= Costume Art =

High fashion art exhibition

Costume Art is the 2026 high fashion art exhibition of the Anna Wintour Costume Center, a wing of the Metropolitan Museum of Art which houses the collection of the Costume Institute. The exhibition was announced on 17 November 2025. The exhibit includes nearly 400 pieces from the museum's collection, including gowns, armor, and vases.

== Met Gala ==
The Costume Institute at the Metropolitan Museum of Art inaugurates its annual exhibition with a formal benefit dinner at The Costume Institute Benefit, also informally known as the Met Gala.
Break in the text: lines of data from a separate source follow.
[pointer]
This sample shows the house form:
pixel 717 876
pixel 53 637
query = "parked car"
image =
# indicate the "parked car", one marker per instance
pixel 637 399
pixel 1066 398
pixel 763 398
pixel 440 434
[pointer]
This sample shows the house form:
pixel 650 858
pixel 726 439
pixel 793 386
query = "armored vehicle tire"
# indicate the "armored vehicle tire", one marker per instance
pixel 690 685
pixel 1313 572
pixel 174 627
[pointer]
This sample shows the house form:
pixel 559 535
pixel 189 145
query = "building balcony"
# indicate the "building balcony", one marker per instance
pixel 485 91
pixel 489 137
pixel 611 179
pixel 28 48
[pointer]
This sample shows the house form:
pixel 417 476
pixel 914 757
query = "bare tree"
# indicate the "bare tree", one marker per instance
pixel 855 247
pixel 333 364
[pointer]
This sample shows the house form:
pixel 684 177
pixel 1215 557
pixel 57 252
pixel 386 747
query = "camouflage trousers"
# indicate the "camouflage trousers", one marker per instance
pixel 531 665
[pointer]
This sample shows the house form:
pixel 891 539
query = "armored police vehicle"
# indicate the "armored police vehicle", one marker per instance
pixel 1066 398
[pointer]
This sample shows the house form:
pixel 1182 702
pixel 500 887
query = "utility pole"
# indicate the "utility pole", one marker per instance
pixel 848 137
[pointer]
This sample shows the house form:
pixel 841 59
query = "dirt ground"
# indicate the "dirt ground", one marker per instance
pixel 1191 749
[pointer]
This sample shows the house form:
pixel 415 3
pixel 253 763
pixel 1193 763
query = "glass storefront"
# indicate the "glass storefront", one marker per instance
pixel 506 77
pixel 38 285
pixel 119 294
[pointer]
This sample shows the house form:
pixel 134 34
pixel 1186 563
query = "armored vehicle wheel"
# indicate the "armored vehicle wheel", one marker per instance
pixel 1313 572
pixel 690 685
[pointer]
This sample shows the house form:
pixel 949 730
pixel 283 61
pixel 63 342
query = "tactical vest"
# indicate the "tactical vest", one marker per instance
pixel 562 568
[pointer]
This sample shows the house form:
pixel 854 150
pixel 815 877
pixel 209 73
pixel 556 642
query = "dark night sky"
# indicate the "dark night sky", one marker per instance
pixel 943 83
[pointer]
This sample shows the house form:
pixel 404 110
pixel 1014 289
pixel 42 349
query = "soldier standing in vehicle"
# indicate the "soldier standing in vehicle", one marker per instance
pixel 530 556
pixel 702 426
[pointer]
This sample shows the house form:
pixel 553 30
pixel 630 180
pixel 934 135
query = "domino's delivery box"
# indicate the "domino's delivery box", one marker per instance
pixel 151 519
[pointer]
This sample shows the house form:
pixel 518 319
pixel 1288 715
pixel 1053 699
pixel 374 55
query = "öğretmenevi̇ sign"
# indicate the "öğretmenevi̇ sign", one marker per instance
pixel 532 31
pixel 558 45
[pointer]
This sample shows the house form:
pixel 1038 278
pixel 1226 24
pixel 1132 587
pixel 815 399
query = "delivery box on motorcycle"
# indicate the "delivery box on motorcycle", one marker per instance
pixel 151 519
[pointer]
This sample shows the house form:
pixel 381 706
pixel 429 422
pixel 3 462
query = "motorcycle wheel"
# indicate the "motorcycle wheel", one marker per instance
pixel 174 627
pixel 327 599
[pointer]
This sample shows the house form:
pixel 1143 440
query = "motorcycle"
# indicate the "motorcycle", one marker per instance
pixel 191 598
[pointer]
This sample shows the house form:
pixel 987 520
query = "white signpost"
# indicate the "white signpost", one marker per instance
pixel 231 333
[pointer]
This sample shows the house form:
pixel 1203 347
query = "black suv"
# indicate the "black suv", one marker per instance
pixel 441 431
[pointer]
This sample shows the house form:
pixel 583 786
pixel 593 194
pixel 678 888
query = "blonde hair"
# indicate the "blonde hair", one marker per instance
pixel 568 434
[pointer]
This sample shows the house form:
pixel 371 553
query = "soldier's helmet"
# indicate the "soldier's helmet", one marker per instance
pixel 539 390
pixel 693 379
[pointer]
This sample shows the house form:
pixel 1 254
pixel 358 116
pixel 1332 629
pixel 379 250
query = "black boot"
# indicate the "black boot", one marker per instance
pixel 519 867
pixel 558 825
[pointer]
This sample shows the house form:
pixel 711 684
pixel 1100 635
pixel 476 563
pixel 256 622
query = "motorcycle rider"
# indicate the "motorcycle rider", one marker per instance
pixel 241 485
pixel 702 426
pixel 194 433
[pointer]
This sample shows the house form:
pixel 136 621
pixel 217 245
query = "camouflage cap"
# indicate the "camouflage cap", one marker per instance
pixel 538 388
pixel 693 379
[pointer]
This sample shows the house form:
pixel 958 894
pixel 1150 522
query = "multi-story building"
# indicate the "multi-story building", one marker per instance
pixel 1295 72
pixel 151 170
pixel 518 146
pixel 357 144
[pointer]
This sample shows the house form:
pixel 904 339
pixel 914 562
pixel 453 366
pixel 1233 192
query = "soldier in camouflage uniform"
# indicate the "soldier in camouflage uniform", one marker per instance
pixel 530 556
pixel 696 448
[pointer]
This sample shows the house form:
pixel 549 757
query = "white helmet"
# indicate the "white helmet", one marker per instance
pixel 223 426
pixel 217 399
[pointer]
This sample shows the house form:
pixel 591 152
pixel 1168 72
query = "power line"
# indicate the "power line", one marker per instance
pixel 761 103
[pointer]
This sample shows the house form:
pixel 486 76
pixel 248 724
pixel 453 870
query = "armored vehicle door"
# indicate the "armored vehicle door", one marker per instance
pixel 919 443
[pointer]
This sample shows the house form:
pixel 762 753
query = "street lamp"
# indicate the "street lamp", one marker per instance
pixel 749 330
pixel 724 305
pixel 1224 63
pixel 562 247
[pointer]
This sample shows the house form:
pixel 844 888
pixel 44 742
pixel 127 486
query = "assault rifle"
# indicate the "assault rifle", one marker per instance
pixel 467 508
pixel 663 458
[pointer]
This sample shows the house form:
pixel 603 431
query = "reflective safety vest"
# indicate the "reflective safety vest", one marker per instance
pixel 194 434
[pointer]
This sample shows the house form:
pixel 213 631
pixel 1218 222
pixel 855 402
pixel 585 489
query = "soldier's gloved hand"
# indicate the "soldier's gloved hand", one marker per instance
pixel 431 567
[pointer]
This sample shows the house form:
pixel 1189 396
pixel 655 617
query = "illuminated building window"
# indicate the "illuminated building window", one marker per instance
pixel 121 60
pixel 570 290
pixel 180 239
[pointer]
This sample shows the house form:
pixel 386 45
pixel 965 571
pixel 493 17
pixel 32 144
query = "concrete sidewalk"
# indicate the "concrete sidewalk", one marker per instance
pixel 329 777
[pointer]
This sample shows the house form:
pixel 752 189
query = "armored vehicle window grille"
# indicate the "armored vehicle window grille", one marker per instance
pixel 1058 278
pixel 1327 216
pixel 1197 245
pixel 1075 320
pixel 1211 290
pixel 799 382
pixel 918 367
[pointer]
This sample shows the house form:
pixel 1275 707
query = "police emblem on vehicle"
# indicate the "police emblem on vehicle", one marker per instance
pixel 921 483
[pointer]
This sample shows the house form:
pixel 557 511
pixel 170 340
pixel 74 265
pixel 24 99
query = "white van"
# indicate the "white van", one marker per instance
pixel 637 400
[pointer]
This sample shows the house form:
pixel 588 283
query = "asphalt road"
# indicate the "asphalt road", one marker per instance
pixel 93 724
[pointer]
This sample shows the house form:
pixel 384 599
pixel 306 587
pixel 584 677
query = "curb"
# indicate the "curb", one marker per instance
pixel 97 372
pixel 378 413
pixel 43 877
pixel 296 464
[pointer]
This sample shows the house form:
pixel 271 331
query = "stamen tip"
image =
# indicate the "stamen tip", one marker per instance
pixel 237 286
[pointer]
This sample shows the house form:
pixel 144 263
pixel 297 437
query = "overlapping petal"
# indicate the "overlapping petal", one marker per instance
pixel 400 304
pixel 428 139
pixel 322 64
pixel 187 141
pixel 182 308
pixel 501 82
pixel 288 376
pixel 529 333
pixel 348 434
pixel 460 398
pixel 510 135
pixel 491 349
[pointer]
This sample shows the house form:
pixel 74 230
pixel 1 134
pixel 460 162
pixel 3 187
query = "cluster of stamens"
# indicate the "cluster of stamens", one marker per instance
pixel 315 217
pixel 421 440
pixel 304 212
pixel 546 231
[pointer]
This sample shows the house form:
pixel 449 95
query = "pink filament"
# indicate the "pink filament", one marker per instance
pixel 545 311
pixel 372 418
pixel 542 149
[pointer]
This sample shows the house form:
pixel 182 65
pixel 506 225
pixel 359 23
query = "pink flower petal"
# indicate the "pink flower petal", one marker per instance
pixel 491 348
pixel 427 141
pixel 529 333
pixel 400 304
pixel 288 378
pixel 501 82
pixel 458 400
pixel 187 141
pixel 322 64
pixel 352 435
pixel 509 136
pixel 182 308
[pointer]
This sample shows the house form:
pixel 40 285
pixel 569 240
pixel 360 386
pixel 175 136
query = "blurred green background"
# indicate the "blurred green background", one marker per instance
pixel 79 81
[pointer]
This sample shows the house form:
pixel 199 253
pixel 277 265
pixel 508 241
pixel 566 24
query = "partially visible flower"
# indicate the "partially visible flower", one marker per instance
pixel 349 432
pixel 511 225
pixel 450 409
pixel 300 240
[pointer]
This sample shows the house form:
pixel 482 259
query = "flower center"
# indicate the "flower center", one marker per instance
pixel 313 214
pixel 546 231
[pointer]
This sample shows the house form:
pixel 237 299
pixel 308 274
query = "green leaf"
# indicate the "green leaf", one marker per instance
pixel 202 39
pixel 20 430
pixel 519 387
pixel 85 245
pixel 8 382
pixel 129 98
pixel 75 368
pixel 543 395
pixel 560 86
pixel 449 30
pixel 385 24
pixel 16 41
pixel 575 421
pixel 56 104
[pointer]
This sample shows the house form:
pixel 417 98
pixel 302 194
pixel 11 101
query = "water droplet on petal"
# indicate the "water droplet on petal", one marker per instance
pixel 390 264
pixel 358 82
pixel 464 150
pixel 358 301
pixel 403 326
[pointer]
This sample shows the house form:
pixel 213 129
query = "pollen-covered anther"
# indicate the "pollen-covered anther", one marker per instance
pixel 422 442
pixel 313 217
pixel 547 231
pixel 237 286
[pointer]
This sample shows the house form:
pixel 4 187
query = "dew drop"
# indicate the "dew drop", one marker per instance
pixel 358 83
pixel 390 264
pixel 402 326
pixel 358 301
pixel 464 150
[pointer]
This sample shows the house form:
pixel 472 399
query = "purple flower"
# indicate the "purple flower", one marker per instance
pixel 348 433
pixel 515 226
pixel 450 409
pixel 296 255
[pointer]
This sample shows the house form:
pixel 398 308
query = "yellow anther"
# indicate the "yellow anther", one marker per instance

The gala for the 2026 exhibition took place on 4 May 2026. The co-chairs for the event were Anthony Vaccarello and Zoë Kravitz.

== Exhibition ==
The exhibit is divided into two main sections, "Diversity in Bodily Being" and "Bodily Being in Its Universality". The first section is subdivided into "Reclaimed Body", "Disabled Body", "Pregnant Body", "Corpulent Body", "Naked and Nude Body", "Classical Body" and "Abstract Body". Designers featured include:

- Jonathan Anderson
- Andreadamo
- Melitta Baumeister
- Matthieu Blazy
- Thom Browne
- Tory Burch
- Sarah Burton
- Maria Grazia Chiuri
- Comme des Garçons
- Doublet
- Dilara Findikoglu
- John Galliano
- Ying Gao
- Jean Paul Gaultier
- Rudi Gernreich
- Madame Grès
- Demna Gvasalia
- Batsheva Hay
- Eta Hentz

- Peter Jensen
- Christopher Kane
- Michael Kors
- Claude Lalanne
- Helmut Lang
- Duran Lantink
- Louise Linderoth
- Chet Lo
- Lùchen
- Ester Manas
- Glenn Martens
- Alexander McQueen
- Alessandro Michele
- Issey Miyake
- Thierry Mugler
- Pieter Mulier
- Yuima Nakazato
- Kei Ninomiya
- Sinéad O'Dwyer

- Di Petsa
- Richard Quinn
- Grover Rad
- Daniel Roseberry
- Olivier Rousteing
- Yves Saint Laurent
- Marine Serre
- Olivier Theyskens
- Riccardo Tisci
- Anthony Vaccarello
- Iris van Herpen
- Karoline Vitto
- Vivienne Westwood
- Robert Wun
- Yohji Yamamoto
- Yiqing Yin
- Xander Zhou

As part of the effort to show how art and fashion interact with the human body, curator Andrew Bolton commissioned custom mannequins to display the garments featured in the exhibit. Seeking to showcase a diverse range of body types, the mannequins were modeled on real people. These included:
- Sinéad Burke, Irish disability activist
- Aimee Mullins, American athlete
- Aariana Rose Philip, Antiguan-American model and musician
- Antwan Tolliver, American disability activist
- Sonia Vera, Venezuelan model and swimwear designer
- Goddess Bunny, American drag artist
- Jade O'Belle, British model and artist
- Charlie Reynolds, Canadian model
- Michaela Stark, Australian artist and corsetier
- Yseult, French singer-songwriter

==Reception==
ARTnews criticized the exhibition's curation for not providing enough context and for shallow juxtapositions. Selvedge negatively likened the exhibition's treatment of othered bodies to that of cabinet of curiosities' treatment of medical oddities, saying the parts of the exhibition dealing with shared human anatomy like blood and viscera were more successful. Wallpaper* found it "deeply-researched" and spoke to the exhibition's sense of optimism.

==Publication and merchandise==
A catalog and collector's edition The Body Electric accompanied the exhibition. The Met Store also sold a scarf designed by Tory Burch, nesting dolls designed by Thom Browne, as well as a T-shirt and tote bag designed by Michael Kors.